From the entryway where I was standing, I could see into the living room and the attached kitchen. The house was in disarray and there were signs of a struggle everywhere I looked. Furniture was overturned and a lamp covered in bloodstains lay shattered on the floor. In the kitchen, it looked like someone had been interrupted during breakfast. A bowl had clattered to the floor leaving a puddle of cereal and milk on the kitchen island. 

I returned to my car, with the package in tow, and drove to the Sheriff’s Office where I insisted on talking to the Sheriff himself. After showing him the package and telling him the whole story he promised me that three things would happen: they would immediately file missing person reports for Jessica and Christopher, find them as quickly as possible, and protect my anonymity. 

During the evening news that night the Sheriff held a press conference regarding the situation with the Bates family and urged anyone who knew something to call the tipline. I’d watched enough crime shows in my lifetime to know how urgent this situation was and how important the next forty-eight hours would be.

I struggled through the next day at school but I tried my best to just act natural which was easier said than done with all of the rumors flying around. Later that evening I had just sat down to eat a Lean Cuisine meal for dinner when my cell phone rang. 

“Hello? This is Becca Anderson.” I said.

“Hello, Ms. Anderson. This is Sheriff Williams. Do you have a minute to talk?” He said.

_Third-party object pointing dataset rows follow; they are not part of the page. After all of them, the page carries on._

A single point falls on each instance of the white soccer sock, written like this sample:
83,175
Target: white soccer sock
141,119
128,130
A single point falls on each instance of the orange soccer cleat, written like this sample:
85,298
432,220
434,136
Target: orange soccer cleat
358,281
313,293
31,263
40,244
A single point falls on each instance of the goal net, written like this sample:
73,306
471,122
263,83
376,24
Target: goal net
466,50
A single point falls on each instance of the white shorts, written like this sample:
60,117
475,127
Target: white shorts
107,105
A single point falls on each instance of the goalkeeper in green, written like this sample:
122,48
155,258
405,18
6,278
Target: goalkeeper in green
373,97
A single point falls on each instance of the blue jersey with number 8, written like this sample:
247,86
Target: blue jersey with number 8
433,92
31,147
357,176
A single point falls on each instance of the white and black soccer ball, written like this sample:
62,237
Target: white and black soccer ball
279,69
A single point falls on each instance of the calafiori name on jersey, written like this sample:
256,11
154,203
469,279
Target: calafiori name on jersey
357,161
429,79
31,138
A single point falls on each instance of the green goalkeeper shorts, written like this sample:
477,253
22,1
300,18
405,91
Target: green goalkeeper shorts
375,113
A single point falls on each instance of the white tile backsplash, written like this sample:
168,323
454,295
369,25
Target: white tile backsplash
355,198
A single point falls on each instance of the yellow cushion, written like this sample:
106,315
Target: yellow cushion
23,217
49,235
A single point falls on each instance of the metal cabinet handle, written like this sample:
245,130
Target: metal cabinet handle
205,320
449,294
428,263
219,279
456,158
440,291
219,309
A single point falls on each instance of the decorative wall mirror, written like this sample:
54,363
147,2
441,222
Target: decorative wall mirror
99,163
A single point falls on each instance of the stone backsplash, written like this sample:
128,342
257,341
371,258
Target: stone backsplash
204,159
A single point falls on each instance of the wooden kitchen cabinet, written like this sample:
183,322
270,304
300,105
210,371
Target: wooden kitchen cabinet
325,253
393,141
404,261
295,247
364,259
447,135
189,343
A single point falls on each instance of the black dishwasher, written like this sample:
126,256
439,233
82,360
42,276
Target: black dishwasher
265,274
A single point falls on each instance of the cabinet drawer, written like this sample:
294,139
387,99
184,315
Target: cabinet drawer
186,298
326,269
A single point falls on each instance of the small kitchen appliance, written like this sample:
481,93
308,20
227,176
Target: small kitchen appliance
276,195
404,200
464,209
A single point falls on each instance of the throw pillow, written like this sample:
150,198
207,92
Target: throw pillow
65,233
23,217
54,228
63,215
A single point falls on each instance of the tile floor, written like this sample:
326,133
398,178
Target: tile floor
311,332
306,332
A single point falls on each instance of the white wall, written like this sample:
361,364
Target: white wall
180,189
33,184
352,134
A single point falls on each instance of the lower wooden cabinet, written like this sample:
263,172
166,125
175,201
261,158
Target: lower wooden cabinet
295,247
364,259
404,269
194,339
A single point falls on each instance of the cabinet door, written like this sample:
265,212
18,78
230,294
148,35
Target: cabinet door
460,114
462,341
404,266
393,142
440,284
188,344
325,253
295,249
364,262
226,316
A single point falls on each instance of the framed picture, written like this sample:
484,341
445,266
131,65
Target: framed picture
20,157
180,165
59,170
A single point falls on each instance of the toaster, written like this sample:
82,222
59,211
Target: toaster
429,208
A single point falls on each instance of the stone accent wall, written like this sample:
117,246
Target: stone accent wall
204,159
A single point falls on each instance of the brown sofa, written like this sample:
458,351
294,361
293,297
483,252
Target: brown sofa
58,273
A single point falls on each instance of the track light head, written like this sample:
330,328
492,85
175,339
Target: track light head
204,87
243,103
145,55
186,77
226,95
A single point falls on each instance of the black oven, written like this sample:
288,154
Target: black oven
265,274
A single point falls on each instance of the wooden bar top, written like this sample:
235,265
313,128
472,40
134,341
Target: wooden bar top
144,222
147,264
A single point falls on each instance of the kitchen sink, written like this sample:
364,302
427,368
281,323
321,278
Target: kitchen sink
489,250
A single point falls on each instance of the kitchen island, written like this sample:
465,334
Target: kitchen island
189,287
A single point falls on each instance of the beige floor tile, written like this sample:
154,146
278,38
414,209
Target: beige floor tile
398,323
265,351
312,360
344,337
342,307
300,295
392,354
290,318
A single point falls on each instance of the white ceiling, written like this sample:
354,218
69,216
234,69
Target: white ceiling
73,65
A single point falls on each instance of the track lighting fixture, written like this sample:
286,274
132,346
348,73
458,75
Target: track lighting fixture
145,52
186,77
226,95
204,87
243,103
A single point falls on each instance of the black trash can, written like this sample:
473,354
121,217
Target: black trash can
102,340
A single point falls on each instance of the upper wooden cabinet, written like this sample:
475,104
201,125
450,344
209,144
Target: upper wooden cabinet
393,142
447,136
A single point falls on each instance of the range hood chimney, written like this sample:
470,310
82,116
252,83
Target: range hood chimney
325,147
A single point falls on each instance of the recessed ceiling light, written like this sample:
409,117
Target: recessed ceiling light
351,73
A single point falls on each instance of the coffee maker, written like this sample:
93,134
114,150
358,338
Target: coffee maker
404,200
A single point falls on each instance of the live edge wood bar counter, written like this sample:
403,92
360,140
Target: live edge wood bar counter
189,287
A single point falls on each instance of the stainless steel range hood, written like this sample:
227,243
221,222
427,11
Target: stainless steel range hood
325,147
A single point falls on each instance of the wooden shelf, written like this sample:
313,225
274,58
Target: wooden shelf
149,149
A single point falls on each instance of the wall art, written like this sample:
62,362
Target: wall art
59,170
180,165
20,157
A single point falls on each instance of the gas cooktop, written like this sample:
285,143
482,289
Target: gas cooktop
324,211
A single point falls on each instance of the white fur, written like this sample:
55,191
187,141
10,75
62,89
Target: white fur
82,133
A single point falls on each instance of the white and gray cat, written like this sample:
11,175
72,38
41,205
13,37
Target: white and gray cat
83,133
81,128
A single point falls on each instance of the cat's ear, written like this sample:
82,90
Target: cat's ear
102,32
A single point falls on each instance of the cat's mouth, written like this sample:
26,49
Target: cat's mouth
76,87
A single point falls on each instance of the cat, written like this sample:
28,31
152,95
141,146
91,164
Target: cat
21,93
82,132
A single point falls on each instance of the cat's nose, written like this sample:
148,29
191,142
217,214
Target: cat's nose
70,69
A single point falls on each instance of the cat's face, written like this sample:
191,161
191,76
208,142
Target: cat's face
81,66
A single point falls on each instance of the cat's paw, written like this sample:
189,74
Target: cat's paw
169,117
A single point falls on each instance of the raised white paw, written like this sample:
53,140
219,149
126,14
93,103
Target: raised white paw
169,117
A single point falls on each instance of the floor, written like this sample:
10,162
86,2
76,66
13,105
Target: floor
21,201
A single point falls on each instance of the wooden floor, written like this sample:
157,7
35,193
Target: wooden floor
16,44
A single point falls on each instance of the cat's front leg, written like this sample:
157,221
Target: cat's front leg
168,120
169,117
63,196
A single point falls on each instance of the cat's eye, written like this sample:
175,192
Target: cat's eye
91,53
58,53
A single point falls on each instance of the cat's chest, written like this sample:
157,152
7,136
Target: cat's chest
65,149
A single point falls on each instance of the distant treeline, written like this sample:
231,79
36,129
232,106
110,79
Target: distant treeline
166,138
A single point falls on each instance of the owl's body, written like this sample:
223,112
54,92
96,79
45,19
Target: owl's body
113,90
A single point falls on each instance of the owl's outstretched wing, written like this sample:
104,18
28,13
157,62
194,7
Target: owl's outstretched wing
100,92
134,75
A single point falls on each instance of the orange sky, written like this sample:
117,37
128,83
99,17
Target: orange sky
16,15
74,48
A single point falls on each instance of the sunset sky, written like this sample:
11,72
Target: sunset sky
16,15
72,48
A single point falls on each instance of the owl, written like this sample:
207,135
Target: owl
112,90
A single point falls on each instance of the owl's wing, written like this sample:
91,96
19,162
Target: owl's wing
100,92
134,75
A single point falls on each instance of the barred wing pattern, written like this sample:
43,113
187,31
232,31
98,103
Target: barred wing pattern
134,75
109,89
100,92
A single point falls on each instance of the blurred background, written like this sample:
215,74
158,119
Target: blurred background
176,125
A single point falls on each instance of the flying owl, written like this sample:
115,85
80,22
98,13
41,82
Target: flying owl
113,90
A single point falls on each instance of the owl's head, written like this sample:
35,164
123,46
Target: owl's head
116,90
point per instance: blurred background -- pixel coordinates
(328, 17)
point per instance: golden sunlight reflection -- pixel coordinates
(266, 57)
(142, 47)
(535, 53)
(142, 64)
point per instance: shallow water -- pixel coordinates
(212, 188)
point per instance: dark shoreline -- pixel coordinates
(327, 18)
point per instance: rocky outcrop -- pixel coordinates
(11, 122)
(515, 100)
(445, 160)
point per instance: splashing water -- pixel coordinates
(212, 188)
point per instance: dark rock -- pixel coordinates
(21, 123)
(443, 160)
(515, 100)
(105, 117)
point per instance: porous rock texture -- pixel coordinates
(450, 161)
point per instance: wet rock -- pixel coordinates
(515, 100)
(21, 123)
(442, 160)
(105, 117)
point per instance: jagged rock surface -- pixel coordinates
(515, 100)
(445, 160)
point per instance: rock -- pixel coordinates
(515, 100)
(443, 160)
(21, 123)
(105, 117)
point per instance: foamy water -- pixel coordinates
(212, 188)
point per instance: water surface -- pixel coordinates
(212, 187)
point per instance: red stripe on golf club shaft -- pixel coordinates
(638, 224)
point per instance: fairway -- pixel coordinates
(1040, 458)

“Uh, yeah, of course,” I said.

“I just wanted to let you know that we’ve located Jessica and Christopher Bates and they’re safe in our custody. As we expected, they were kidnapped by Tom Bates. His employer helped us track him down with the GPS they use to track their fleet of semi-trucks. Apparently, Tom took Jessica’s phone, read some text messages from her sister, and deduced that they were planning something. Jessica and Christopher both sustained some injuries from the domestic dispute that occurred in their home. Tom had bound them and was hauling them in the refrigerated cargo section of the truck with the frozen turkeys so they were nearly hypothermic when we found them. But we have medics attending to them as we speak. I wanted you to be among the first to know. I’m not sure what Tom had planned but if it wasn’t for you Jessica and Christopher might not have been found alive.” He said.

I was silent for a moment, tears streaming down my face, letting his words sink in. “What…” I cleared my throat and tried again. “What’s going to happen to them?”

“Well, it’s safe to say that Tom is going to prison for a long time. And I’ve already started making calls to connect Jessica and Christopher with the Witness Protection Program in Ontario so they can be near Jessica’s sister for support. They deserve a fresh start and thanks to you, we can give them that gift.” He said. 

As I hung up the phone my mind wandered to my notebook containing the frivolous Christmas shopping lists I’d been so concerned about just a few days earlier. Two things are certain: I now have a new standard for giving meaningful gifts and I’ll never look at an Amazon box the same way again.